MICHAEL JOSEPH WADDELL
Michael AT WaddellInformatics.com
http://www.WaddellInformatics.com
# CAREER FOCUS #
A Research or Teaching position in Bioinformatics or Biostatistics where
I can utilize my extensive cross-disciplinary background in the fields of
medicine, programming and statistics.
# STRENGTHS #
* Strong problem solving and research skills.
* Strong interdisciplinary background in both biological and physical
sciences.
* Intense curiosity and appetite for knowledge.
* Comfortable in unstructured environments where initiative and creativity
are encouraged.
# EDUCATION #
2004 - 2008, Ph.D.(expected), University of Wisconsin - Madison, Department
of Computer Sciences (Specialization: Artificial Intelligence; Minor:
Biomedical Statistics; Research Focus: Analyzing biological data using
statistical and machine learning algorithms and improving the quality
and efficiency of the interactions between the biological scientist and
the software tool; Advisor: Dr. C. David Page; Dissertation: Toward the
Development of a Collaborative Machine Learning System (in progress) )
2002 - 2004, M.S., University of Wisconsin - Madison, Department of
Computer Sciences (Academic Focus: Artificial Intelligence, Computational
Biology, Database Systems and Programming Languages & Compilers; Advisor:
Dr. C. David Page )
2000 - 2001, University of Wisconsin Medical School (Withdrew after
successful completion of first year.)
1995 - 2000, B.S., University of Wisconsin - Madison. (Majors: Mathematics,
Biochemistry and Molecular Biology; Minor: Spanish; Research Focus: Using
computational and quantum chemical approaches to understand the structural
and energetic origins of the high stability of collagen molecules; Advisor:
Dr. Ronald T. Raines; Thesis: Theoretical Analysis of the Basis of Collagen
Stability; Graduated with Honors )
# GRANTS RECEIVED #
Computation and Informatics in Biology and Medicine Training Program
Fellowship, 2002 - 2005
University of Wisconsin Medical Scholars Training Program Fellowship,
2000 - 2001
Barry M. Goldwater Scholarship, 1997 - 1999
Howard Hughes Scholars Fellowship recipient, 1997 (declined)
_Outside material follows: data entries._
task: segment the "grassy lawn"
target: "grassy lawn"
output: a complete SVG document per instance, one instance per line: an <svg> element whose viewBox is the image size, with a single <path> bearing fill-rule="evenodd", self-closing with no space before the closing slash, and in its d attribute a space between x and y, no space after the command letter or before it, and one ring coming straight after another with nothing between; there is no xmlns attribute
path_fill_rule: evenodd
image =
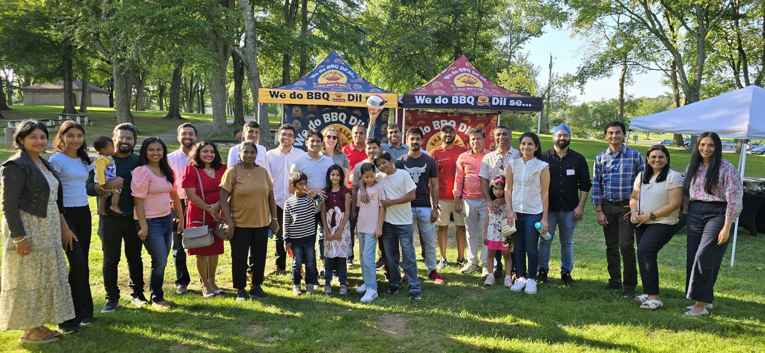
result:
<svg viewBox="0 0 765 353"><path fill-rule="evenodd" d="M517 137L513 140L516 144ZM542 141L549 148L549 136ZM575 140L572 147L591 161L606 144ZM637 146L642 152L647 147ZM672 165L682 170L689 155L675 151L672 150ZM762 160L753 157L748 163L752 164L747 164L747 170L760 176L765 174ZM556 270L560 266L560 247L555 241L550 281L540 284L534 296L511 292L501 285L486 287L480 274L460 274L454 265L457 251L451 226L450 266L439 271L447 283L439 286L423 280L423 298L417 302L409 300L406 290L396 295L385 293L388 285L379 272L380 297L361 304L361 296L353 290L362 283L361 271L355 269L349 271L351 290L345 296L337 294L335 287L335 294L295 297L289 276L280 275L264 283L269 298L237 303L231 287L230 248L226 245L217 273L218 283L226 289L225 294L202 298L194 258L189 257L192 283L188 294L174 293L171 261L166 269L164 290L168 298L176 303L174 309L162 313L135 308L129 300L123 257L119 268L120 306L113 313L102 314L99 311L104 303L101 243L95 235L95 200L90 205L94 212L90 282L96 322L44 346L19 344L18 331L0 332L0 351L765 351L765 237L752 237L743 229L735 267L728 266L731 247L723 261L715 286L714 311L698 318L683 315L684 307L691 303L685 299L685 231L659 255L663 308L653 312L641 309L620 293L598 289L608 277L605 246L594 208L589 203L575 235L573 276L578 283L564 286L560 281ZM415 236L415 241L417 238ZM273 242L269 243L266 268L273 265ZM150 260L145 252L143 261L148 294ZM418 267L421 280L425 278L421 260ZM641 290L639 286L637 291Z"/></svg>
Letters and Science Honors Sophomore Summer Apprenticeship recipient, 1996
# HONORS AND AWARDS #
National Merit Scholar
University of Wisconsin Medical Scholar 1995 - 2000
University of Wisconsin Dean's List 1995 - 2000 (6 out of 10 semesters)
Phi Beta Kappa Honor Society, 1998 - 2000
Phi Kappa Phi Honor Society, 1997 - 2000
Golden Key National Honor Society, 1997 - 2000 (Web Design Subcommittee,
1998 - 2000)
Boy Scout Eagle Award
# WORK EXPERIENCE (non-research/teaching related) #
AI Developer/Bioinformaticist. Developing artificial intelligence and
bioinformatics tools for public health and biosurveillance information
management systems. Pangaea Information Technologies. Chicago, Illinois. May
2006 - present. Manager: Miklos Ferenczy.
Intern. Designed and implemented SELDI Filter, an application for automated
analysis of proteomic mass spectrometry data. Provided statistical insights
into protocols in order to assess the validity and predictive power of the
results of those experiments. Abbott Laboratories, Department of Structural
Chemistry. Abbott Park, Illinois. May 2003 - August 2003. Manager: Dr. John
C. Rogers.
Programmer. Designed and maintained database applications using Microsoft
Access and Visual Basic. FlipSide Printing, L.L.C. Madison, Wisconsin. 2001
- 2002. Manager: Daniel C. Kahl.
Programmer. Designed and implemented a payroll system using Visual Basic
and Microsoft Access. Designed club website. Waukesha Trap and Skeet
Club. Waukesha, Wisconsin. January 1997 - May 1997. Manager: Gary Schaetzel.
Assistant Office Manager. Cashiered and managed staffing, finance, accounting
and inventory. Waukesha Trap and Skeet Club. Waukesha, Wisconsin. May 1991 -
August 1995. Manager: Gary Schaetzel.
# RESEARCH EXPERIENCE #
Research Assistant. Integration of human expert feedback into machine
learning systems. Analyzing biological data using statistical and machine
learning algorithms. Department of Computer Sciences and Department
of Biostatistics & Medical Informatics, University of Wisconsin -
Madison. November 2001 - present. Advisor: Dr. C. David Page.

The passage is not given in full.